The Tregs suppress the production of cytokine
Besides potently suppressing the proliferation of effector CD4+CD25- T cells, Tregs can also suppress the production of proinflammatory cytokines. Therefore, it is important to determine whether there is any defect in suppressing cytokine productions from T helper cells by Tregs from HFRS patients. We analysed the concentrations of cytokines in the supernatants obtained from the co-culture of CD4+CD25high T cells and CD4+CD25- T cells. As shown in Fig. 4b, CD4+CD25- T cells cultured alone produced large amounts of IFN-γ from HFRS1, HFRS2 and healthy controls. Supernatants from cultures of CD4+CD25high T cells alone with antigenpresenting cells contained few IFN-γ. Co-culture of CD4+CD25high T cells with CD4+CD25- T cells at a 1:1 ratio resulted in significant inhibition of IFN-γ secretion in the culture supernatants from healthy controls and patients with HFRS. This suggests that CD4+CD25high T cells from HFRS1, HFRS2 and healthy controls are effective in suppressing cytokine production IFN-γ in a similar degree.
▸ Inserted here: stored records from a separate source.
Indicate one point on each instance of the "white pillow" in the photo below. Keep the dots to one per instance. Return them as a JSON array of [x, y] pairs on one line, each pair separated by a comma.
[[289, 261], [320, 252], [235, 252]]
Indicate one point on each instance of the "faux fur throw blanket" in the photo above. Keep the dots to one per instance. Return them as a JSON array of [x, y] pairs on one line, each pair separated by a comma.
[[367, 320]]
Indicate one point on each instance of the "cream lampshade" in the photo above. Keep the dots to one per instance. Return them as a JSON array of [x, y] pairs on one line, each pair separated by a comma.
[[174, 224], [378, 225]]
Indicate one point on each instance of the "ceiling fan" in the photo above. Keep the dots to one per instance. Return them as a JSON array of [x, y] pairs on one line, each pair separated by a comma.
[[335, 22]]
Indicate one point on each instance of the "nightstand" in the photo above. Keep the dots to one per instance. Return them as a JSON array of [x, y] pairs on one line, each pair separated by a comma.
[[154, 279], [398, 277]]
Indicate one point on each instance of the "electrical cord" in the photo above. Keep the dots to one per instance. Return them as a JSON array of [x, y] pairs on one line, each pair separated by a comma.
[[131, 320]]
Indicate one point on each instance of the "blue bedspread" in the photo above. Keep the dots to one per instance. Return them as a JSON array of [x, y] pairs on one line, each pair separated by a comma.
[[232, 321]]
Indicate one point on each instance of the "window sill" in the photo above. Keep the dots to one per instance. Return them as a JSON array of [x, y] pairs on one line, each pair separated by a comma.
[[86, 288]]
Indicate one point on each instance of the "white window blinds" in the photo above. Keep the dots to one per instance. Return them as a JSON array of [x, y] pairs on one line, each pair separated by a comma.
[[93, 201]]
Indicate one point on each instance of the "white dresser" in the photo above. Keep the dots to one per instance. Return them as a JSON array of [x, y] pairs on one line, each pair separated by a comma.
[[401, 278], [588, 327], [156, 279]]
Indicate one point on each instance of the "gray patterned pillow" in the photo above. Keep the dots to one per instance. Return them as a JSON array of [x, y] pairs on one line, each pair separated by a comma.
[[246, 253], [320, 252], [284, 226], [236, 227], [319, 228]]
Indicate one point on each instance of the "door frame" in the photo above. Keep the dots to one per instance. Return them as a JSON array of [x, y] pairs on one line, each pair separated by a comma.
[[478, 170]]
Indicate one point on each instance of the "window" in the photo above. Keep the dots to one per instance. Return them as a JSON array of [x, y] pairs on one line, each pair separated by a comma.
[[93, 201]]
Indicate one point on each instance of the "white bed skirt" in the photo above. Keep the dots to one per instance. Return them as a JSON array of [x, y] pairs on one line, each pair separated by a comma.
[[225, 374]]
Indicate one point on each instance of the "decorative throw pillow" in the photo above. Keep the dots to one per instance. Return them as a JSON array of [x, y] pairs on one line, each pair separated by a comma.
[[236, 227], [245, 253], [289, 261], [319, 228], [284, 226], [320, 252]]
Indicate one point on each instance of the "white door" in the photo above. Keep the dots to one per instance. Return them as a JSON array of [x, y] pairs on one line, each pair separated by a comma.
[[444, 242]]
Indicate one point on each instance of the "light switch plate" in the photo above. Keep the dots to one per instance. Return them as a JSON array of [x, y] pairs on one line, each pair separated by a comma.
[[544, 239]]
The Tregs may influence the immune response to infectious pathogens [32,33]. The relationship between Tregs and infections is complex and remain poorly understood, although the role of Tregs responses in controlling tissue damaging inflammatory reactions has been described in several human infections as well as in numerous model infection systems in mice. So far, little is known about the properties of Tregs in patients with HFRS.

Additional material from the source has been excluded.